As he seeks to leverage his crusade against corporate corruption into the [Empire] Statehouse, New York Attorney General Eliot Spitzer is having a profound impact on U.S.
business. As goes Spitzer, so goes States AGs throughout the country. As a result, companies throughout the world will need to re-strategize their own responses if investigators
do indeed rethink how they will be pursuing (or not pursuing) their own initiatives in court and in the media, according to CARMA International, which recently conducted a global
media analysis of Eliot Spitzer on behalf of Levick Strategic Communications. CARMA examined 62 editorial and opinion pieces in major U.S. business and consumer publications
between Jan. 1, 2003, and June 30, 2004, discussing Eliot Spitzer. Spitzer continues to outperform federal regulators in the court of public opinion; many of those regulators
continue to be perceived as having fallen down on the job earlier in the decade amid a rash of corporate scandals.
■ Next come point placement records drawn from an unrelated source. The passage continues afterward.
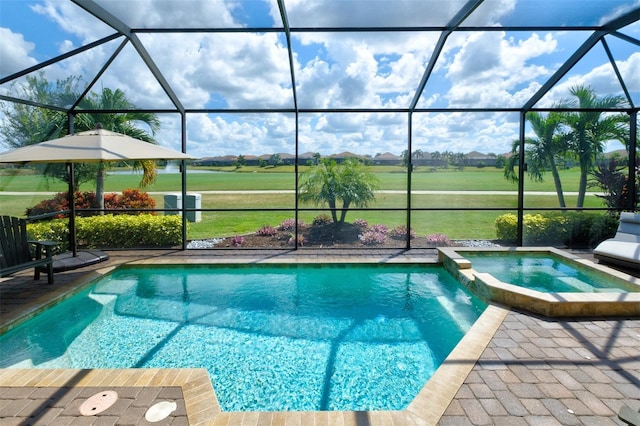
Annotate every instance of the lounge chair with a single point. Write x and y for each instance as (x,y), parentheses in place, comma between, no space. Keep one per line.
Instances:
(624,248)
(16,250)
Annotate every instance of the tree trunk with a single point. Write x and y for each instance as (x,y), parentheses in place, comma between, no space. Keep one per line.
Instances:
(334,213)
(558,183)
(100,188)
(343,213)
(582,187)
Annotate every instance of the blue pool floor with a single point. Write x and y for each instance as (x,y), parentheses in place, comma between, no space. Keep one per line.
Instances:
(567,371)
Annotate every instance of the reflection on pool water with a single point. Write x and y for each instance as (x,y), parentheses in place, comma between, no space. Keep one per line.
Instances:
(301,337)
(544,272)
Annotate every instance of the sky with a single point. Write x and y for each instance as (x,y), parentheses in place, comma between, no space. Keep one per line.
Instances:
(333,70)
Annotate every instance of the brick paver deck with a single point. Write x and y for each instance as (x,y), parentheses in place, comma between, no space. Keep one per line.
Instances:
(534,371)
(540,371)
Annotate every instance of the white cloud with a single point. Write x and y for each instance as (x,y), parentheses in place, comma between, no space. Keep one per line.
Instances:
(16,52)
(332,70)
(488,68)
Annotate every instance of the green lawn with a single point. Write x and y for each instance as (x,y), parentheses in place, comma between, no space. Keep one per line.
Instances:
(461,223)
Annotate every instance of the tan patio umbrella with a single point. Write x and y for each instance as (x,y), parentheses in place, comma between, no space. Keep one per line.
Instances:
(91,146)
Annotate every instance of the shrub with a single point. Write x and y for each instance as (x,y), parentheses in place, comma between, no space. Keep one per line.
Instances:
(289,225)
(438,240)
(53,230)
(573,229)
(301,240)
(113,231)
(125,231)
(507,228)
(322,219)
(361,223)
(267,231)
(379,228)
(400,233)
(129,199)
(133,199)
(371,238)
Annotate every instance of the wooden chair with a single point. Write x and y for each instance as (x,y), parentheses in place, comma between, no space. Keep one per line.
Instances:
(16,250)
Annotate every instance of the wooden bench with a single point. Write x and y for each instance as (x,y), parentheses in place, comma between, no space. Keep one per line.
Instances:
(16,250)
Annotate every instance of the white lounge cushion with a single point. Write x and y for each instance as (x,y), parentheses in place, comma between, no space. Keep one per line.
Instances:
(623,250)
(625,245)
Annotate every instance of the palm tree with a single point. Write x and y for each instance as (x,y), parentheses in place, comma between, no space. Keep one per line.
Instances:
(125,123)
(541,151)
(328,182)
(590,128)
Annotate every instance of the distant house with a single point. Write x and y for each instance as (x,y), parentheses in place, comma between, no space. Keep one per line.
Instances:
(475,158)
(339,158)
(387,159)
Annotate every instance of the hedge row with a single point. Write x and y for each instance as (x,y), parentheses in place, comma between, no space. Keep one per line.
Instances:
(113,231)
(571,229)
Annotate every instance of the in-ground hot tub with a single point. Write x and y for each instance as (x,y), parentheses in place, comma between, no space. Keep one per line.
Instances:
(572,286)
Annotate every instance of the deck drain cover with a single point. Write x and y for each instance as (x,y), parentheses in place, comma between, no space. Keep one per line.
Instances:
(160,411)
(98,403)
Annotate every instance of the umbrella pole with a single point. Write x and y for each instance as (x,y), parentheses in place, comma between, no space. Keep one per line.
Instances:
(72,216)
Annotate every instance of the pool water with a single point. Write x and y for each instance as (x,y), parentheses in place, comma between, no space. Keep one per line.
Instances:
(544,272)
(273,338)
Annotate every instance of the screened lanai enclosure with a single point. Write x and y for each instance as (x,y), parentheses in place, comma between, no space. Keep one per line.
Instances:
(330,123)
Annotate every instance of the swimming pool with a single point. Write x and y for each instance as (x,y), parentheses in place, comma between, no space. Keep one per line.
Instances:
(545,272)
(544,280)
(305,337)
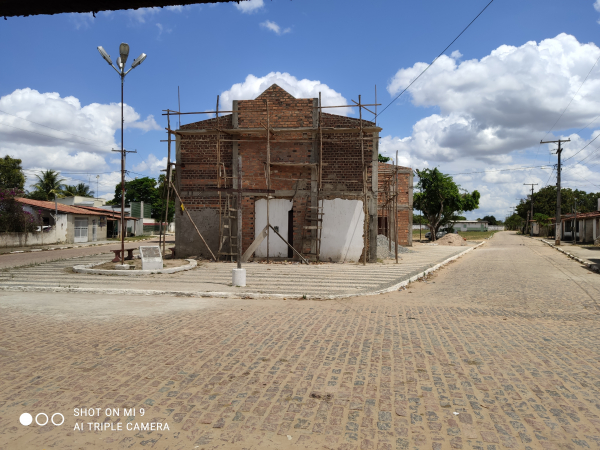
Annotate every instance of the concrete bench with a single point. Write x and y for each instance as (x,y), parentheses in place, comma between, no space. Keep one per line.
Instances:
(118,254)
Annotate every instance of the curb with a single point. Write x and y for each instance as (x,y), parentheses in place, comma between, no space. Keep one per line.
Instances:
(235,295)
(87,268)
(65,248)
(589,265)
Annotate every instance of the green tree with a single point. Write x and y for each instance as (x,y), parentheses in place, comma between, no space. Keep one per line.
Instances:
(440,199)
(11,174)
(491,220)
(544,201)
(82,189)
(138,190)
(48,186)
(418,219)
(150,192)
(514,222)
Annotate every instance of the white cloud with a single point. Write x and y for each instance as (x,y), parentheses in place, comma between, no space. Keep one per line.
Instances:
(274,27)
(253,86)
(140,15)
(81,20)
(153,165)
(249,6)
(503,102)
(161,30)
(86,139)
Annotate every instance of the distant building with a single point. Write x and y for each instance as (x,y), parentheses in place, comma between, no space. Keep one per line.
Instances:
(78,200)
(471,225)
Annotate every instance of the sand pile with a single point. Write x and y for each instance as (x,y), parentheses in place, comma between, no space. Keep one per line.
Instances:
(451,239)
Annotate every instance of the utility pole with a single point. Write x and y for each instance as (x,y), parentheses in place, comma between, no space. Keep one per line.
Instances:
(531,214)
(557,231)
(575,224)
(123,156)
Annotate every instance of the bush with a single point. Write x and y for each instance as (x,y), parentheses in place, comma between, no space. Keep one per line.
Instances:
(12,217)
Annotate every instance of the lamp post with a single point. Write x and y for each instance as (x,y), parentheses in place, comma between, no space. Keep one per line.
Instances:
(123,54)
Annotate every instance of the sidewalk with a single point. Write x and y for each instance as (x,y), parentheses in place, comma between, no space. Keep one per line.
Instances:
(585,254)
(213,279)
(29,257)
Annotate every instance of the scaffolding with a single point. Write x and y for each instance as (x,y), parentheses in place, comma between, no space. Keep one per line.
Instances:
(312,230)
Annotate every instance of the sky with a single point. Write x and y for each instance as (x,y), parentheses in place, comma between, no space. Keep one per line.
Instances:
(521,73)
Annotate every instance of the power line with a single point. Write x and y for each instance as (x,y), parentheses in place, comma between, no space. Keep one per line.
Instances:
(598,135)
(572,98)
(437,57)
(501,170)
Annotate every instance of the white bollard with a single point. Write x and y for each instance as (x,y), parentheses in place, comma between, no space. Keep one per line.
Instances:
(239,277)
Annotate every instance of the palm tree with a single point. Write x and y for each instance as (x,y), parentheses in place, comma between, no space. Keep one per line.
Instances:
(81,189)
(49,185)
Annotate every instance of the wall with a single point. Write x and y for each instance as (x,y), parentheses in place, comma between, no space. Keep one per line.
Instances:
(386,173)
(54,235)
(342,233)
(342,175)
(187,241)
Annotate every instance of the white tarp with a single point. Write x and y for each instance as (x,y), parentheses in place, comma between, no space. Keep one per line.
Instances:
(278,217)
(342,233)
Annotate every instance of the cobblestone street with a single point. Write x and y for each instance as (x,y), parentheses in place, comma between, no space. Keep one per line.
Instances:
(499,349)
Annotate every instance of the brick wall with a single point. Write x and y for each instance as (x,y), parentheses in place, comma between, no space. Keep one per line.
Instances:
(342,169)
(386,173)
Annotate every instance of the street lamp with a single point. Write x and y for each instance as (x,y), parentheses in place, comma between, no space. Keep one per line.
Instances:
(123,54)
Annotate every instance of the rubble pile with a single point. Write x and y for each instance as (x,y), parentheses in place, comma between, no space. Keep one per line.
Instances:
(451,239)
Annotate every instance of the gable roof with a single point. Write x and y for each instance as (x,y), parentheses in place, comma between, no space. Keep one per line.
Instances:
(108,212)
(84,210)
(275,91)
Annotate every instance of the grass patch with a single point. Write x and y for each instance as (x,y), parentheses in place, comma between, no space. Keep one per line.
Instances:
(477,235)
(131,239)
(469,235)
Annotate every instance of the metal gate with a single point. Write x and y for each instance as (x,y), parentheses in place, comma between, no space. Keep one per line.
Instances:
(81,230)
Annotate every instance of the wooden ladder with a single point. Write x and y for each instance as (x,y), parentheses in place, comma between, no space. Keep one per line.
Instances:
(313,222)
(227,220)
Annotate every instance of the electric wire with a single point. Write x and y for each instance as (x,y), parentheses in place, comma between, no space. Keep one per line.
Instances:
(572,98)
(437,57)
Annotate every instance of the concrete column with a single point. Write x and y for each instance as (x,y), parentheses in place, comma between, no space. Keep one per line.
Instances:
(372,207)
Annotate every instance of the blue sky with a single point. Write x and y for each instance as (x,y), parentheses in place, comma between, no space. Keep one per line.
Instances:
(484,106)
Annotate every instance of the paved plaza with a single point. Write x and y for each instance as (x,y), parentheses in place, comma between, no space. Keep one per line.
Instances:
(210,278)
(498,349)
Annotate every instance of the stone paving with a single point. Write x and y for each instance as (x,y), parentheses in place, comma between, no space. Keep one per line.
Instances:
(294,280)
(501,349)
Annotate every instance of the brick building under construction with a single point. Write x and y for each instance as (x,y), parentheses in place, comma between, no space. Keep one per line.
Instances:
(318,169)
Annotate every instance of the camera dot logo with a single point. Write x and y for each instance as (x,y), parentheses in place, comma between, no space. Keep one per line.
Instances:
(42,419)
(26,419)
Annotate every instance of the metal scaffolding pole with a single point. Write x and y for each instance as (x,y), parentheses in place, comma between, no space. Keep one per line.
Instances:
(268,174)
Even if Spitzer doesn't run for public office, public perception
of him will nonetheless shape the day-to-day realities confronting U.S. business. Some of the findings:

  • Even though negative messages have increased across the board during the first half of 2004, the largest volume of opinion pieces agreed that Spitzer should be applauded
    for the changes that his cases have brought to the business world. Most of these messages appeared in 2003 and referenced the global research settlement. Yet even in more recent,
    and more critical, coverage of Spitzer's actions, a number of stories conceded that, while Spitzer has started to step over the line with some of his lawsuits, his initial fame
    for outing research conflicts on Wall Street was well deserved, and he did indeed provide benefits to individual investors. Accordingly, these pieces generally painted a mixed
    good guy/bad guy picture of Spitzer.
  • Watch the Grasso case carefully. It may be an important first chink in Spitzer's armor. Any media victory by Grasso in a public court innately biased against overpaid
    executives (and, in this case, an executive who was not even working for a publicly traded company) is conspicuous. With Grasso too, there may be an appearance, however debatable,
    of victimlessness. If Spitzer buckles on the legal end, or if Grasso wins (relative) media victories, businesses with much less to apologize for may well want to reexamine their
    strategies in response to investigations by Spitzer or Spitzerlike officials. They may have more going for them in terms of public support than Spitzer's prominence would suggest.